POLONEZ İŞÇİLERİNİN ETİ SERTTİR, YİYEMEZSİNİZ SİNYORA!
“Siniora Food Industries”, 1920’de, Filistin’in Kudüs kentinde kuruldu. Şirket Müslüman Araplara helal et üretiyor ve satıyordu. Büyüdü, serpildi, kendisine sınır aşırı ortaklar buldu, çok uluslu bir şirkete dönüştü.
Artık Filistin’in dışında, Suudi Arabistan, Ürdün ve Türkiye’de de tesisleri vardı. 1996 yılında Filistin ve Ürdün’deki tesisler APIC tarafından satın alındı. APIC’in açılımı Arap Filistin Yatırım Şirketi’dir.
Artık çok uluslu olan Siniora Food Industries, Türkiye’de faaliyet gösteren şarküteri şirketi Polonez’in yüzde 77 hissesini 28,3 milyon dolara devraldı. Orada ürettiklerini Ortadoğu’daki büyük marketlere dağıttı, büyük kârlar elde etti. Sinyora’nın sahibi APIC Yönetim Kurulu Başkanı ve CEO’su Tarek Aggad şirketin 2023 yılı toplam gelirinin bir önceki yıla göre yüzde 3,85 artışla 1,21 milyar ABD doları olarak gerçekleştiğini duyurdu yakın zamanda.
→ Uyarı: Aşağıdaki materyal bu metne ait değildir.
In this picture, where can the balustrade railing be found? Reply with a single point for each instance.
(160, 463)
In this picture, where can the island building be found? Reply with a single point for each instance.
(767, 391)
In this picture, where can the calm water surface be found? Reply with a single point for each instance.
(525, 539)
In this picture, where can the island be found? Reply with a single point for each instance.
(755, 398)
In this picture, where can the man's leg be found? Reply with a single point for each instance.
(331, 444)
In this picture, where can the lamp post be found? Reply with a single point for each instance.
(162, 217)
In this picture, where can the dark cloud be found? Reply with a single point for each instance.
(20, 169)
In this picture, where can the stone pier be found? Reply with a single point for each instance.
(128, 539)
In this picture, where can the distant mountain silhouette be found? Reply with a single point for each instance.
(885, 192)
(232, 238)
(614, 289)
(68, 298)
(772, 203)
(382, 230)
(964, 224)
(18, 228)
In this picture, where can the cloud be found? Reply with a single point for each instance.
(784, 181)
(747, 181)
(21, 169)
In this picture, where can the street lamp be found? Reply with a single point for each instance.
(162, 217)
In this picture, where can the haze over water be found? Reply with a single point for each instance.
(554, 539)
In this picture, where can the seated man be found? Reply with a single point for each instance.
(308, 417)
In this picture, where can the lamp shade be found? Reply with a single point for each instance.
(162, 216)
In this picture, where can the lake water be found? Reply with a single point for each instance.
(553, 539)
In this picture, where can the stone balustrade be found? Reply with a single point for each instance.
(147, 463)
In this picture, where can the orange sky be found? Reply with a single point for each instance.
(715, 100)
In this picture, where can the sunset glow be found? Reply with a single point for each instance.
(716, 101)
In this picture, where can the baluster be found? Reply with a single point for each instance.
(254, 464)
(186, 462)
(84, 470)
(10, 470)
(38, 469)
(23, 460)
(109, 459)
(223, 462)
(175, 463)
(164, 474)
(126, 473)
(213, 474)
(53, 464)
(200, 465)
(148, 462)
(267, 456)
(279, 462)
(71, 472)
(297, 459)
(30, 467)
Bizim küçük ölçekli Polonez’in sahibi işte böyle bir Sinyora’dır.
APIC Başkanı Tarek Aggad, tam adıyla Tarek Omar Abdul Fattah Aggad Suudi bir patron. Babası Omar Aggad tarafından kurulan “Aggad Yatırım Şirketi”nin, AICO, genel müdürü ve Arap Filistin Yatırım Şirketi’nin başkanı. Aggad, 1971 yılında Lübnan’da doğdu ve Suudi Arabistan’ın Riyad kentinde büyüdü. ABD’deki Harvard Üniversitesi’nden Ekonomi alanında lisans derecesine sahip. Aggad, Aggad Yatırım Şirketi, Filistin Elektrik Üretim Şirketi, Filistin Bankası, Kral Hüseyin Kanser Vakfı, Kral Akademisi ve Filistin, Ürdün ve Suudi Arabistan’daki diğer şirketler de dahil olmak üzere çok sayıda yönetim kurulunda yönetici olarak görev yaptı veya yapıyor.
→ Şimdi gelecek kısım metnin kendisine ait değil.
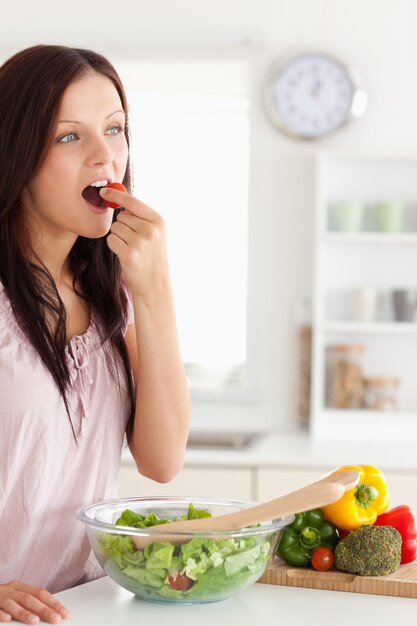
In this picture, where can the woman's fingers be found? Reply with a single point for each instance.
(131, 203)
(28, 604)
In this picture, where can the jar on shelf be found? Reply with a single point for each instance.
(381, 394)
(344, 384)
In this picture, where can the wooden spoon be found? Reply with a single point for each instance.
(328, 489)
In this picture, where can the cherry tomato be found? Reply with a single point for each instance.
(180, 583)
(119, 187)
(322, 559)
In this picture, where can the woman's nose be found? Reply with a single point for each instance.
(99, 152)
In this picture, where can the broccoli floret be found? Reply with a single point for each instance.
(369, 551)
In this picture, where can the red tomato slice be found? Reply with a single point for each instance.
(322, 559)
(119, 187)
(180, 583)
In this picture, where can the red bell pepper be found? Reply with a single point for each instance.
(401, 518)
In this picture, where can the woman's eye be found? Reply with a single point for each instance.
(68, 138)
(114, 130)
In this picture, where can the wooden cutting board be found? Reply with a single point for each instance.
(402, 583)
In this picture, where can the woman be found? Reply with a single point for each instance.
(88, 345)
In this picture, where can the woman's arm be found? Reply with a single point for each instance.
(162, 413)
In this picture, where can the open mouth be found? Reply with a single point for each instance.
(91, 193)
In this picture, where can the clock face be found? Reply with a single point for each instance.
(311, 96)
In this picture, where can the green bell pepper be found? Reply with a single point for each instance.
(308, 531)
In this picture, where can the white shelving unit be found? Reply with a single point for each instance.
(347, 260)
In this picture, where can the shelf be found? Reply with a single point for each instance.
(348, 260)
(362, 425)
(370, 238)
(371, 328)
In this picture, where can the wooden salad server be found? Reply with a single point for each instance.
(325, 491)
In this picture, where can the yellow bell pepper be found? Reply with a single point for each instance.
(362, 504)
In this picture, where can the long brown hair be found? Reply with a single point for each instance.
(32, 83)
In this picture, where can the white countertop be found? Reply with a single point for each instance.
(103, 603)
(300, 450)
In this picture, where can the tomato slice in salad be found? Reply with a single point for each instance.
(119, 187)
(180, 583)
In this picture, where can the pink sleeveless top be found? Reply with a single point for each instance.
(45, 475)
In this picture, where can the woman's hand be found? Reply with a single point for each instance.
(138, 238)
(28, 604)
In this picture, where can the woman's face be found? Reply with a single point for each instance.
(89, 145)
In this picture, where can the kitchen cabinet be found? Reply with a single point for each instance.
(365, 245)
(210, 481)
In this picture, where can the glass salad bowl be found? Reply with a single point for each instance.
(185, 567)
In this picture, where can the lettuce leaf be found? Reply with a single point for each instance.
(217, 567)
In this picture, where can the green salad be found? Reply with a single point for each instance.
(201, 569)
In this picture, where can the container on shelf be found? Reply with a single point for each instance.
(381, 393)
(405, 305)
(347, 215)
(344, 383)
(365, 304)
(389, 216)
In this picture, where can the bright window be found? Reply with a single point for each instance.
(190, 144)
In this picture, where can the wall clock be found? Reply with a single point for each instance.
(312, 94)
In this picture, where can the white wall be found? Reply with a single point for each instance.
(376, 36)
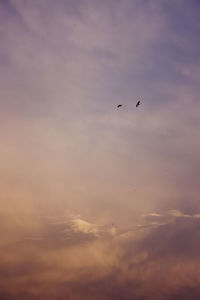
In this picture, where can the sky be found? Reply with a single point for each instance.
(99, 202)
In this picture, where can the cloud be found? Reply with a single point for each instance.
(104, 268)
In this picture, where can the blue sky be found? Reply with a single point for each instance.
(66, 150)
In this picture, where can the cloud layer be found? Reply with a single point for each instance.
(95, 202)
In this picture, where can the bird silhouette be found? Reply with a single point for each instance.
(138, 103)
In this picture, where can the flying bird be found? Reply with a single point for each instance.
(138, 103)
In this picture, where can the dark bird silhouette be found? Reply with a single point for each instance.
(138, 103)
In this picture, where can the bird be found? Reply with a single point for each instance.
(138, 103)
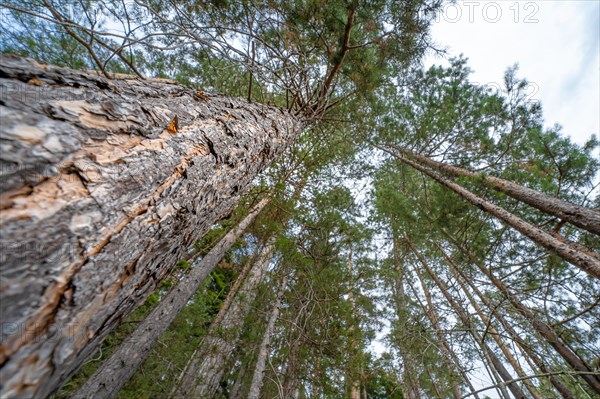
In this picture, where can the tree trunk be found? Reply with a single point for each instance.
(580, 216)
(409, 375)
(263, 353)
(449, 355)
(577, 363)
(465, 319)
(204, 372)
(566, 394)
(105, 186)
(118, 369)
(587, 261)
(496, 335)
(291, 383)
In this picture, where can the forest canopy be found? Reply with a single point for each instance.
(393, 231)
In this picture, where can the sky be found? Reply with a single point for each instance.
(555, 43)
(557, 47)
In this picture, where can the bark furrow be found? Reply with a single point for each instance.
(103, 192)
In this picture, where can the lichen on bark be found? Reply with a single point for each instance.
(99, 200)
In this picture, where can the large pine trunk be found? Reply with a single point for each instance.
(118, 369)
(105, 186)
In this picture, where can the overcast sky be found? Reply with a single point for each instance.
(557, 47)
(555, 43)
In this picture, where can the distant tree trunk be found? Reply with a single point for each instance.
(204, 372)
(291, 382)
(580, 216)
(451, 359)
(560, 387)
(496, 336)
(110, 377)
(409, 375)
(546, 331)
(586, 260)
(465, 319)
(353, 373)
(263, 353)
(106, 184)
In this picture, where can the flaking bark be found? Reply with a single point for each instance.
(118, 369)
(100, 200)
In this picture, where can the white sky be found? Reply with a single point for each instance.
(557, 47)
(555, 43)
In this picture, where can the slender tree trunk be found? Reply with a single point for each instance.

Babasının Filistin ile yakın bağları vardı. 2019 yılında oğul Aggad, babasının adına Filistin Devlet Başkanı Mahmud Abbas’tan Filistin nişanı “Liyakat Yıldızı” aldı. Aynı zamanda yıldızlı bir Filistinlidir.
Ailenin Filistin bağına gelince; Baba Omar Aggad 1927’de Filistin’in Mandater Bölgesi’ndeki Yafa kentinde doğdu ve Kudüs’teki “Alrashidieh Koleji”ne gitti. Daha sonra, İngiltere’deki Manchester Üniversitesi’ne gitmek için burs aldı ve burada elektrik ve makine mühendisliği dereceleriyle mezun oldu. Birkaç yıl İngiltere’de çalıştıktan sonra 1950’de Suudi Arabistan’a taşındı ve büyük şirketlerde yöneticilik yaptı. 1975’te kendi şirketini kurdu. Sonra işlerini büyüttü. Suudi Arabistan’da 40’tan fazla endüstriyel ve ticari girişimi var ve çoğu faaliyetine devam ediyor. Oğul Tareq’in yönettiği AICO babasından kalan mirastır.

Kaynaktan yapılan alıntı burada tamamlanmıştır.